Hangisi daha zor? Ölmek mi, yaşamak mı?
İşleri yük taşımak olan kamyonlar, bu defa yaşam kırıntısının bile kalmadığı ölü bir şehri taşıyor. Çalışan kepçelerin yavaşlığı acı nefesin soğuk toprağa karışmasından…
Selma Sayar
“Kaldı işte; çayımız bardakta, çocukluğumuz sokaklarda, mutluluğumuz kursağımızda, sevdiklerimiz uzakta, gülüşlerimiz fotoğraflarda...”

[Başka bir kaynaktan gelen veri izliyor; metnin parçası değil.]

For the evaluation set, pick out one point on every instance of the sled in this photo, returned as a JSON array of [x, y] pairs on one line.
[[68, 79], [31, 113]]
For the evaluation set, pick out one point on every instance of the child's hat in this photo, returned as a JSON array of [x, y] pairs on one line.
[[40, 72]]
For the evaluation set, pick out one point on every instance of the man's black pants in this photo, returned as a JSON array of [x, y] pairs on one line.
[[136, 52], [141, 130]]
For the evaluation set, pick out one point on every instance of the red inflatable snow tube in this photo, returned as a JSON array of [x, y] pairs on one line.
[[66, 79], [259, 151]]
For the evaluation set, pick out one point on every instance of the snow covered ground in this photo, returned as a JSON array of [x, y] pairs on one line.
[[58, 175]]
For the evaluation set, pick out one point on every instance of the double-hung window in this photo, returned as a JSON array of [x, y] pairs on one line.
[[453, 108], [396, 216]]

6 Şubat 2023. Saatler gece yarısı 4.17’yi gösterirken, Maraş’ın Pazarcık ilçesinde 7.7, yine aynı gün saat 13.24’te Elbistan’da 7.6 şiddetinde meydana gelen depremlerde on ilde hayatın akışı derinden sarsıldı.
Deprem anından itibaren ekrana kilitlendik, sevdiklerimizden gelecek iyi bir haberi bekledik. Ne telefonumuza ne de mesajlarımıza yanıt veren vardı. Ölümün öteki adı varsa o da o aradaki bir ömre sığdırdığımız birkaç saatlik zamandı. Beklemenin kara rengini o anlarda hissettik. Nasıl bir durumun içinde olduğumuzun hiç kimse ayrımında değildi. Her geçen saatte artan yaralı ve ölü sayısı endişe, korku ve acı eşiğimizi zorluyordu.

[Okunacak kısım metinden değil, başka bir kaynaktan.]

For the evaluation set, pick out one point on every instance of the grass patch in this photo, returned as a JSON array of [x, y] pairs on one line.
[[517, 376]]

İçim acıyla doluydu ve depremin yarattığı travmayı yerinde görmek, birilerine sarılmak, konuşmak, acısına ortak olmak istiyordum.

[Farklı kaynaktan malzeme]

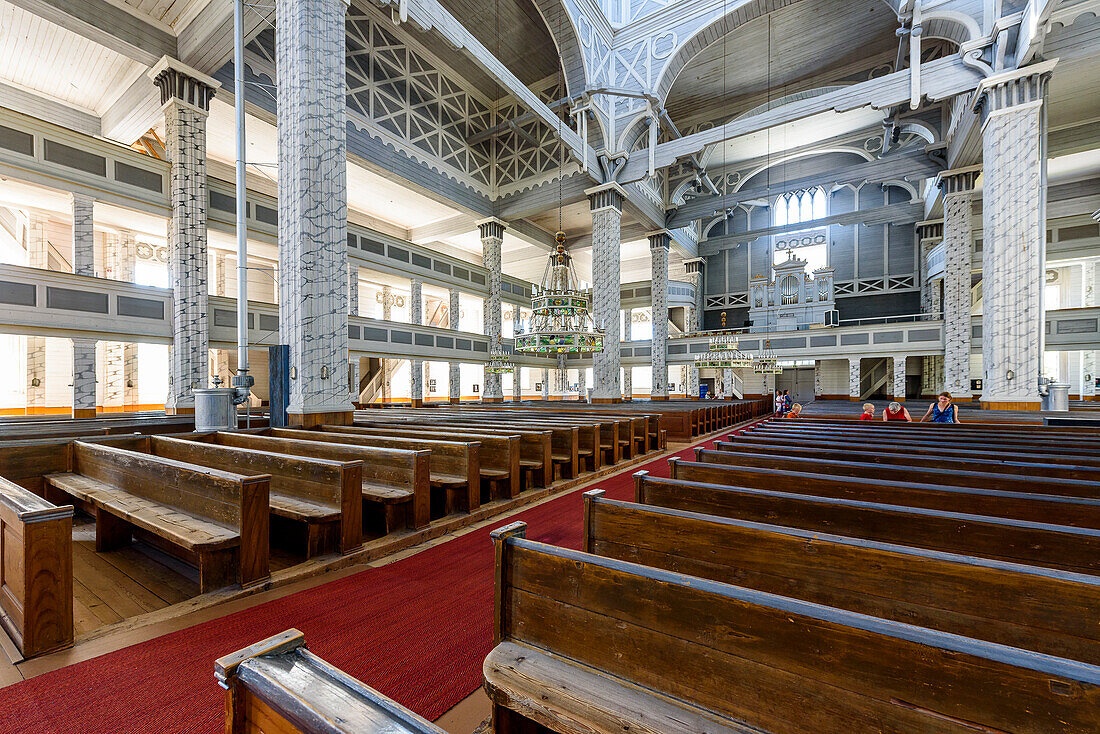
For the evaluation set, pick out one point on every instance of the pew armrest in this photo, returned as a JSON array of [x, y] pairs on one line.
[[567, 696]]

Antakya Sanat Derneği’nin çağrısıyla Mersin’den şair Yonca Yaşar, şair-yazar Aydan Yalçın, İstanbul’dan oyuncu-yazar Gül Gülsün Yıldız, Ankara’dan TYS Ankara Temsilcisi yazar Süreyya Köle ve Adana’dan yüzü kadar, yüreğiyle yanımızda olduğunu her an hissettiğimiz İpek Dönüm ve yaşadığı korkuya, henüz yaşanılanlarla yüzleşmeye hazır değilken yardımcı olmak için bizimle gelen Sevgi öğretmenimizle beraber 16 Mart Perşembe sabahın erken bir saatinde yola koyulduk. Doğrusu her yönüyle zor bir gezi olacağını biliyorduk. Zulamızda ne varsa yüklendik ve çıktık yola.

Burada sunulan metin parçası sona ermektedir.